SP 101 in .357 is a VERY nice carry revolver, bobbed hammer, 2.25 barrel easily fits in a jacket pocket. If you are not interested in packing, the GP100 is worth checking out as well. The SP 101 is a great revolver, you won't be disappointed.


----------



## Waffen (Feb 8, 2006)

The wife has one shoots 38's and 357's with no problems.. Try it you will like it...


W


----------



## D-Ric902 (Jul 19, 2006)

Great little guns.
They are a little heavy but it helps with recoil.


----------



## tex45acp (May 26, 2006)

I have two, a 2" DAO and a 3". Both shoot quite well and are very easy to carry. I carry my 3" in a Tucker Heritage IWB.









I also carry the same gun OWB in a Don Hume pancake style holster.


----------



## Highside (Jan 20, 2007)

My Sp101 is my regular backpacking gun.

I've shot tons of .357 through it and it's never skipped a beat. When I bought it I figured with the small barrel "close enough" would be o.k. for it's purpose and in the desert I'd carry two chambers with snakeshot.
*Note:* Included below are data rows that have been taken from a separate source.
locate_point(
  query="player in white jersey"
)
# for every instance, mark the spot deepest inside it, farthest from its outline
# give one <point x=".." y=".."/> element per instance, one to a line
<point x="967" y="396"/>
What suprised me was how accurate it is in single action, enough that I don't bother with snakeshot, if a snake is to far away to get a headshot with hollow points, then it's far enough out that I can just walk away.

Like others have said, the heavy frame makes magnum rounds VERY manageable, like shoot a few boxes at the range no problem. Can't think of anything bad to say about it, it's usually close by when I travel.


----------